In brief

Hindi’s ever-growing hegemony as mother tongue in India

More than 43% of Indian population speak it as native language in 6-point increase in last 40 years

"India" page on Hindi language version of Wikipedia.
"India" page on Hindi language version of Wikipedia.
Hindi is the mother tongue of 528 million Indians which equals to an increasing share of the population of the Asian country. Linguistic data of the 2011 Indian census, released in an official publication a couple of weeks ago, show that 43.6% of Indians speak it as a mother tongue. In 2001 they were 41% but, if we go back in time, in 1971 the share was only 37%.

The 528 million figure needs however further explanation, as it not only includes Hindi proper, but all the linguistic variants that are close to it, which form a dialect continuum being officially recognized in India as Hindi. According to the census, Hindi proper has 322 million speakers.

Bengali, Marathi and Telugu are the three languages that follow it, each with more than 80 million speakers. Bengali, however, is also spoken in neighbouring Bangladesh and in several other countries abroad, raising the figure to at least 250 million speakers worldwide.

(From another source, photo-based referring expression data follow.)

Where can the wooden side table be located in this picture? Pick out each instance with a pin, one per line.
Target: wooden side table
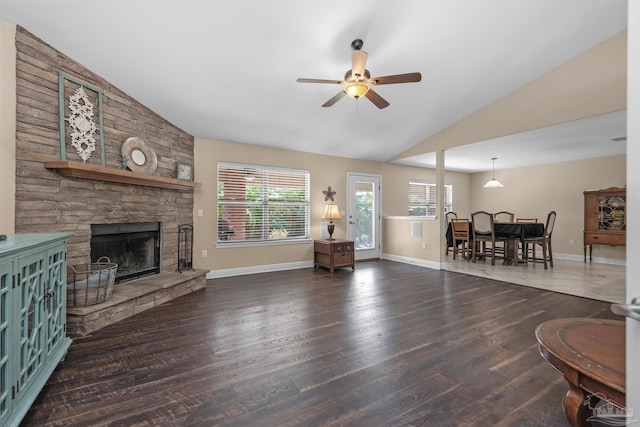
(590, 354)
(333, 254)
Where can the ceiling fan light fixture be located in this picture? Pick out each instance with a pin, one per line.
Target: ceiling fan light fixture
(358, 63)
(493, 182)
(356, 89)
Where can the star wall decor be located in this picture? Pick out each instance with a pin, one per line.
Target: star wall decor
(328, 194)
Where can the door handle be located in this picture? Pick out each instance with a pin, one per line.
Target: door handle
(629, 310)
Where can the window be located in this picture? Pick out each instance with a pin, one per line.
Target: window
(262, 204)
(422, 198)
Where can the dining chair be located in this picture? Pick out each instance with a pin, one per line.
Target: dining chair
(503, 216)
(460, 234)
(448, 217)
(527, 248)
(544, 241)
(483, 234)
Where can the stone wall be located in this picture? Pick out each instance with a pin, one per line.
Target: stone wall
(46, 201)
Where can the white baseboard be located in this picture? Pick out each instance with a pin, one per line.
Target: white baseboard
(228, 272)
(413, 261)
(597, 260)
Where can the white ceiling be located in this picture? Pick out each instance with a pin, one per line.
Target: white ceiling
(227, 69)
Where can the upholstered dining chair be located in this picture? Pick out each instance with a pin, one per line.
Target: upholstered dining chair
(544, 241)
(527, 248)
(483, 235)
(448, 217)
(503, 216)
(460, 234)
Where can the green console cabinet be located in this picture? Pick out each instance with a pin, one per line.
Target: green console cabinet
(33, 300)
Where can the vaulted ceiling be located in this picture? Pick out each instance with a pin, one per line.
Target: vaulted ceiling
(227, 70)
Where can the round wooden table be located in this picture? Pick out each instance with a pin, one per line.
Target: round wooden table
(590, 354)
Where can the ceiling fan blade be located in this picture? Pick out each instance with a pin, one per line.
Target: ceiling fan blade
(319, 81)
(377, 100)
(397, 78)
(335, 99)
(358, 62)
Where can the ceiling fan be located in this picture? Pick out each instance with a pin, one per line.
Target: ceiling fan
(358, 81)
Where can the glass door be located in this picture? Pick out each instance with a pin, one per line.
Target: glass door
(363, 214)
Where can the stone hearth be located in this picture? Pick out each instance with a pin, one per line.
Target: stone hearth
(134, 297)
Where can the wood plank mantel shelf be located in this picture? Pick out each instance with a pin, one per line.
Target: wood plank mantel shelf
(82, 170)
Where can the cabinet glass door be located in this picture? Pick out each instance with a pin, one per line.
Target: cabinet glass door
(55, 298)
(6, 276)
(32, 278)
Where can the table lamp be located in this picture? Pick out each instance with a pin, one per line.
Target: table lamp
(331, 212)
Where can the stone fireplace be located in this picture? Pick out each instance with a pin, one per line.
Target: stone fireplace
(134, 246)
(56, 192)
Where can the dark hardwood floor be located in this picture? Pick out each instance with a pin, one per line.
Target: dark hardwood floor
(390, 344)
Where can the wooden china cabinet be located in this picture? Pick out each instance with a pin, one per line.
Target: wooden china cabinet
(604, 218)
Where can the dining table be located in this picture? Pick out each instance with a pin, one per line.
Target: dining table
(514, 232)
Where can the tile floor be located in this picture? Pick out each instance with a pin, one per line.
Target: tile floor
(603, 282)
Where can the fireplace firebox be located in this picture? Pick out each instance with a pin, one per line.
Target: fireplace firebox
(135, 247)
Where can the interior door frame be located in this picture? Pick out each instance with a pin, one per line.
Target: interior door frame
(352, 178)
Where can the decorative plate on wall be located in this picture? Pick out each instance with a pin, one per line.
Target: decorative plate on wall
(139, 156)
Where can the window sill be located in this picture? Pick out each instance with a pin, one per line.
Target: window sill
(412, 218)
(243, 244)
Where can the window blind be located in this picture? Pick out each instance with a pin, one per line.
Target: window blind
(260, 203)
(422, 198)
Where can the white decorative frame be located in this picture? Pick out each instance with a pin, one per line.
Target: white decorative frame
(81, 118)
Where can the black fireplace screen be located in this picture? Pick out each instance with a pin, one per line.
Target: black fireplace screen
(135, 247)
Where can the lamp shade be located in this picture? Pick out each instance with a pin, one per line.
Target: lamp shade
(331, 211)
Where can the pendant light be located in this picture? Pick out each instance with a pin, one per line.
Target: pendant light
(493, 182)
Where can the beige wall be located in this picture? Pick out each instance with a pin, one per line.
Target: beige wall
(534, 191)
(325, 171)
(397, 239)
(7, 128)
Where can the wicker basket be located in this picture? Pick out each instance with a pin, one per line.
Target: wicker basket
(90, 284)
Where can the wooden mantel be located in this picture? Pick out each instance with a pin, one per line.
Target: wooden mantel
(83, 170)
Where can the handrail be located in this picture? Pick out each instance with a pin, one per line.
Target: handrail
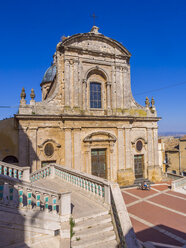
(92, 184)
(178, 183)
(173, 176)
(108, 191)
(15, 171)
(19, 193)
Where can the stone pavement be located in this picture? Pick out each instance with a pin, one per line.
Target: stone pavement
(158, 215)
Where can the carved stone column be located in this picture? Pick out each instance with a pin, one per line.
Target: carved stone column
(155, 132)
(128, 148)
(149, 146)
(108, 85)
(113, 88)
(121, 148)
(68, 147)
(23, 146)
(125, 88)
(76, 86)
(84, 94)
(77, 149)
(118, 88)
(33, 157)
(111, 164)
(67, 83)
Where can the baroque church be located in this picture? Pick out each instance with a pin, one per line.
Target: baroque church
(88, 119)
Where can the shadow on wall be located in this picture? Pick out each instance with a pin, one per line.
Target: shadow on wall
(156, 235)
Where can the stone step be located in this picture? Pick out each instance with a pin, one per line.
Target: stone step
(92, 222)
(91, 216)
(109, 244)
(93, 230)
(94, 240)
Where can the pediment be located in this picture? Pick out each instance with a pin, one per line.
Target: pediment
(96, 43)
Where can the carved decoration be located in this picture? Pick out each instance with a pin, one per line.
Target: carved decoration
(110, 137)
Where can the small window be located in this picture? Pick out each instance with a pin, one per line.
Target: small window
(49, 150)
(10, 160)
(139, 145)
(95, 95)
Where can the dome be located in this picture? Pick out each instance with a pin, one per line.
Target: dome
(49, 74)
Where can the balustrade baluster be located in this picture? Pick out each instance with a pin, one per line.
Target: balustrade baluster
(19, 174)
(1, 192)
(103, 192)
(5, 170)
(96, 189)
(46, 199)
(54, 201)
(29, 198)
(20, 198)
(11, 191)
(10, 172)
(38, 200)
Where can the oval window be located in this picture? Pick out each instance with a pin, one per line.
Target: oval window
(49, 149)
(139, 145)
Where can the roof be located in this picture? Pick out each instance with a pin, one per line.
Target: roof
(49, 74)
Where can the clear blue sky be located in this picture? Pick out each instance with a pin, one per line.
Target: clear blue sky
(153, 31)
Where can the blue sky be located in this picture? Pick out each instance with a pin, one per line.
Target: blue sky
(153, 31)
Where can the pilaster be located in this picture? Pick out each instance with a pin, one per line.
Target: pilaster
(68, 147)
(121, 148)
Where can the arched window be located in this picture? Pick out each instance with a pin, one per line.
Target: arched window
(95, 95)
(10, 160)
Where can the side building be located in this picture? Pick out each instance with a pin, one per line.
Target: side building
(88, 119)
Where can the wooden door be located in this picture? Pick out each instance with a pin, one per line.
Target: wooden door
(98, 162)
(138, 166)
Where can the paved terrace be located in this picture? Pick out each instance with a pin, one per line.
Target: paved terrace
(158, 215)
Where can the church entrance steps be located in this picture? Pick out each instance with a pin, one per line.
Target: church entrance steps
(93, 232)
(94, 240)
(92, 216)
(82, 205)
(94, 229)
(92, 222)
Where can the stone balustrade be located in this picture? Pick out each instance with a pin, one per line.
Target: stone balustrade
(92, 184)
(178, 183)
(23, 195)
(10, 170)
(173, 176)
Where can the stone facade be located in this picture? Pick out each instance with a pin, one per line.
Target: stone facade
(175, 154)
(66, 120)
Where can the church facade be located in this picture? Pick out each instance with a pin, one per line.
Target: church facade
(88, 119)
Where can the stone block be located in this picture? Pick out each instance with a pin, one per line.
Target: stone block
(154, 173)
(125, 177)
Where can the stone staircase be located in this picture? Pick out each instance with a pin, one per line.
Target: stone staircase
(93, 224)
(94, 231)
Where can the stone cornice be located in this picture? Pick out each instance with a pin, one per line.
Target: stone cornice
(85, 36)
(87, 117)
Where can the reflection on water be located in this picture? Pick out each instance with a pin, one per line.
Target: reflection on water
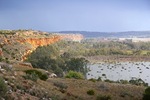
(122, 70)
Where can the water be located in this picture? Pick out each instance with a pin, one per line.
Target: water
(121, 70)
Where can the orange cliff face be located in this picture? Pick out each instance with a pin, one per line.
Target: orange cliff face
(35, 42)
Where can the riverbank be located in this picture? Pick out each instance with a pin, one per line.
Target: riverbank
(118, 58)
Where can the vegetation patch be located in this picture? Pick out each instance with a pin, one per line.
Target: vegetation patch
(90, 92)
(35, 74)
(74, 74)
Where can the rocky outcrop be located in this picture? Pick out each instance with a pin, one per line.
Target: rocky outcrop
(72, 37)
(35, 42)
(18, 44)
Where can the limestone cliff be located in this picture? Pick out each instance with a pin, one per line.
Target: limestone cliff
(18, 44)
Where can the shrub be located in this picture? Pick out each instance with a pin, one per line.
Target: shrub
(146, 95)
(74, 74)
(44, 77)
(32, 77)
(100, 97)
(90, 92)
(3, 87)
(35, 74)
(60, 85)
(93, 80)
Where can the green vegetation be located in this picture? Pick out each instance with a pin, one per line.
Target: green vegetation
(3, 88)
(35, 74)
(146, 95)
(74, 74)
(101, 97)
(90, 92)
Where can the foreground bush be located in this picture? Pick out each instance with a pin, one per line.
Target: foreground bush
(74, 74)
(90, 92)
(146, 95)
(101, 97)
(35, 74)
(3, 88)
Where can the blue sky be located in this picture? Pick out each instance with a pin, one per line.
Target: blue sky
(75, 15)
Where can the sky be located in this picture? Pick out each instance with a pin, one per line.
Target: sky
(75, 15)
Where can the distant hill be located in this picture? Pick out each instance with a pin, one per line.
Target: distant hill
(127, 34)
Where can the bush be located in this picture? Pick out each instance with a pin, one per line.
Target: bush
(3, 88)
(32, 76)
(146, 95)
(35, 74)
(44, 77)
(100, 97)
(93, 80)
(74, 74)
(60, 85)
(90, 92)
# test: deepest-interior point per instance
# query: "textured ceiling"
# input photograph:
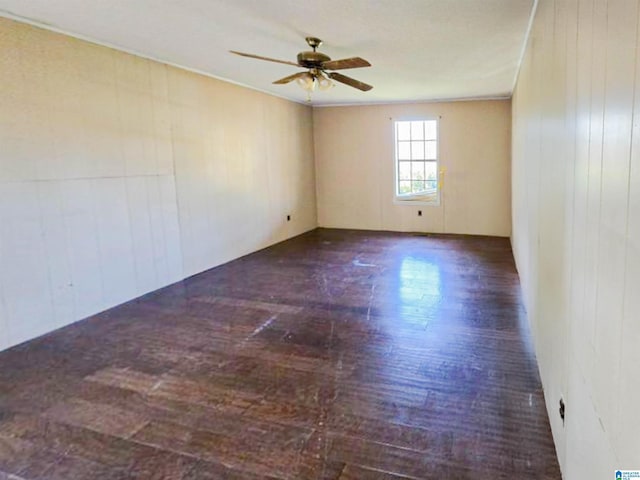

The other three languages exceeding 50 million mother tongue speakers in India are Tamil, Gujarati and Urdu. The latter, which is very similar to Hindi but bearing a distinct political, religious and social background— is the only one among the 15 most spoken languages in India that is losing speakers.

Sanskrit, the liturgical language of Hinduism, was declared by 24,800 Indians as their mother tongue.